FBI officials have said that the robber walked into the bank about 1:20 a.m., told a teller he was armed, and demanded money.

He fled with an undisclosed amount of money in the red Jeep Wrangler that Garner spotted in the 7100 block of Bursey Road.

Because they were on a separate radio channel, Garner said, he and his fellow motorcycle officers never heard Watauga's dispatch about the nearby bank robbery. In fact, once the Jeep driver began fleeing, Garner said, radio issues blocked his broadcast about the pursuit.

His fellow motorcycle officers knew nothing about the chase, unable to hear the motorcycle siren over the sirens of Watauga patrol units headed to the bank robbery.

His transmission “I’m shot” was the department’s first alert that Garner was in trouble.

Looking back, Garner believes that the driver intended to do more than just lose him when he stopped the Jeep a second time and once again fled after Garner got off his motorcycle.

“I think he was actually looking for an opportunity to ambush me,” Garner said, explaining that there was a jogger nearby. “I think what stopped him that time is seeing that jogger and not wanting another witness.”

The robber eventually drove the Jeep into the field bordered by fences and houses.

Knowing that the driver had no place to go, Garner stopped his bike and waited. When the Jeep made a U-turn, Garner assumed that the driver intended to drive past him and continue the chase.

Using training he’d undergone the week before, Garner got off his bike and drew his weapon.

“My thought at the time was, I was going to get off my motorcycle and use my motorcycle as cover for when he drove past and then get back on my motorcycle as he continued the chase,” Garner said. “As I’m getting off the motorcycle, he spun out in the mud and changed his angle to where he was coming right at me.”

'God took care of me'

The gunman fired five or six times. One round entered the outside of Garner’s right lower ankle, exiting several inches up.

Fortunately for the officer, the hollow-point round penetrated an area of his boot where the leather was at double thickness.
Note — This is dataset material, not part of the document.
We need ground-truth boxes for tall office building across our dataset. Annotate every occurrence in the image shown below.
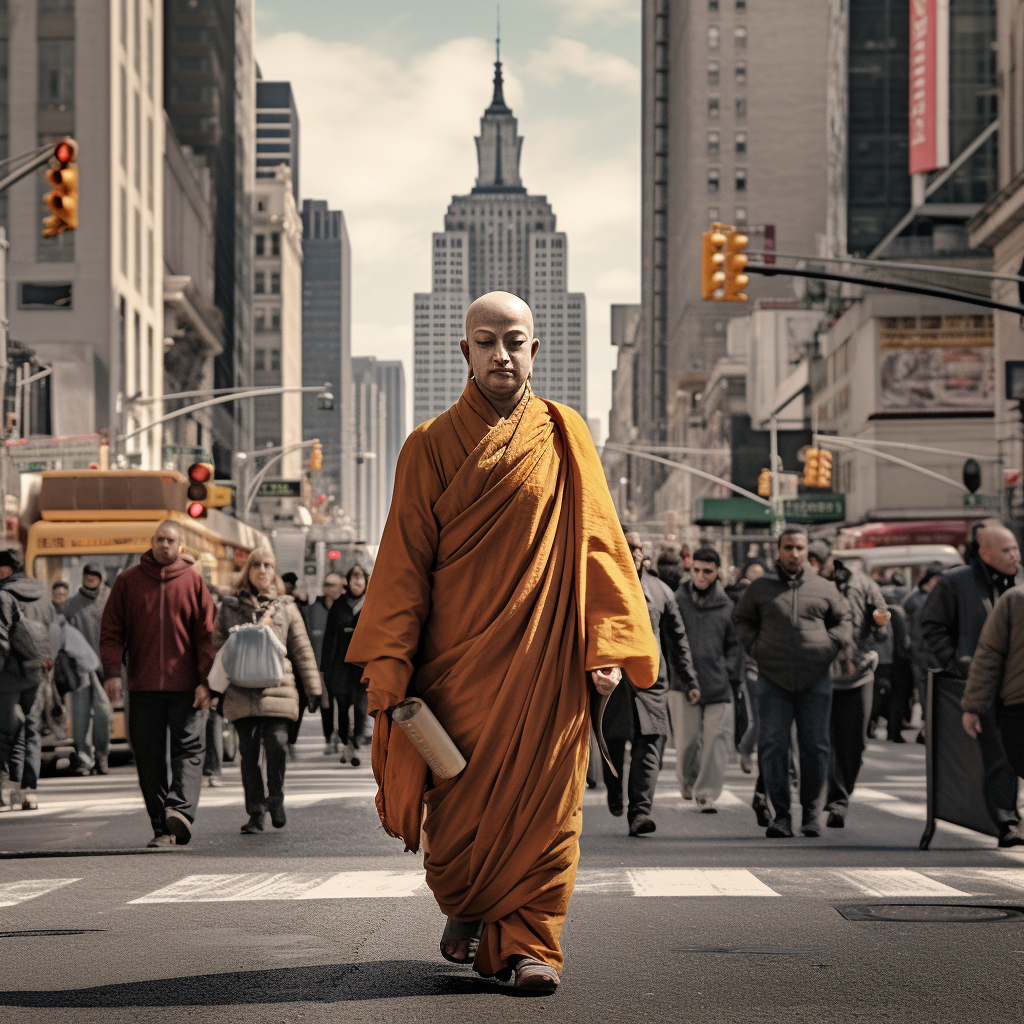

“The leather plugged up the hollow point so it didn’t expand,” Garner said. “That saved me from a lot of physical damage.”

The officer was off-duty one month and on desk duty another month before being released back on the streets.
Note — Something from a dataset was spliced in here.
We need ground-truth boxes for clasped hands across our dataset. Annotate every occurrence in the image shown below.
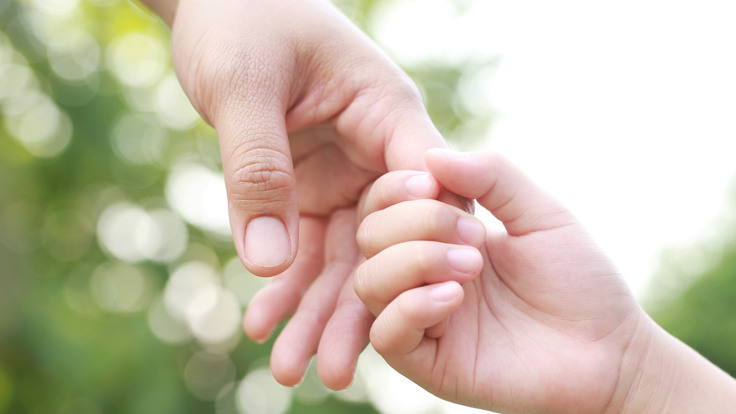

“If it would have been just a few millimeters either way, it might have severed the Achilles tendon or shattered the ankle bone,” Garner said. “God took care of me in amazing ways that day.”
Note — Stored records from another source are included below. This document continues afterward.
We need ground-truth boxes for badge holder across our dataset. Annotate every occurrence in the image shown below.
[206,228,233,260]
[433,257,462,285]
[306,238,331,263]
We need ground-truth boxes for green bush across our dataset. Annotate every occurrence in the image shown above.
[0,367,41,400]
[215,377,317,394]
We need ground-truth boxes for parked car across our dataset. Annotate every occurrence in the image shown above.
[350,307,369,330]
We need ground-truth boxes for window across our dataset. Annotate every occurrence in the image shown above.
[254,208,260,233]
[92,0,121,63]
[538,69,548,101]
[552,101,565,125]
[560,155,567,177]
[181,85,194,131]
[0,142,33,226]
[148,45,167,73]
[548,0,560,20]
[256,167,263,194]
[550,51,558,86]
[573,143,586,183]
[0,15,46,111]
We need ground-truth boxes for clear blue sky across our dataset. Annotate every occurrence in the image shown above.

Investigator Keith Bauman, a spokesman for North Richland Hills police, said investigators have vetted 64 leads in the case, the majority coming within the first two weeks of the investigation.

“Several investigators have worked on this case since its inception,” Bauman said. “There were several names that came to the investigators through difference sources, but no individuals have been arrested.”

Though the statute of limitations for the bank robbery has expired, police still hope to track down Garner’s shooter.

“As frustrating as it is, there’s been some value in that for me in the sense that there’s a lot of times when we’re not able to bring other people to justice or we have citizens upset that we haven’t been able to solve their crime,” Garner said. “It gives me a healthy perspective on how they feel in those situations.”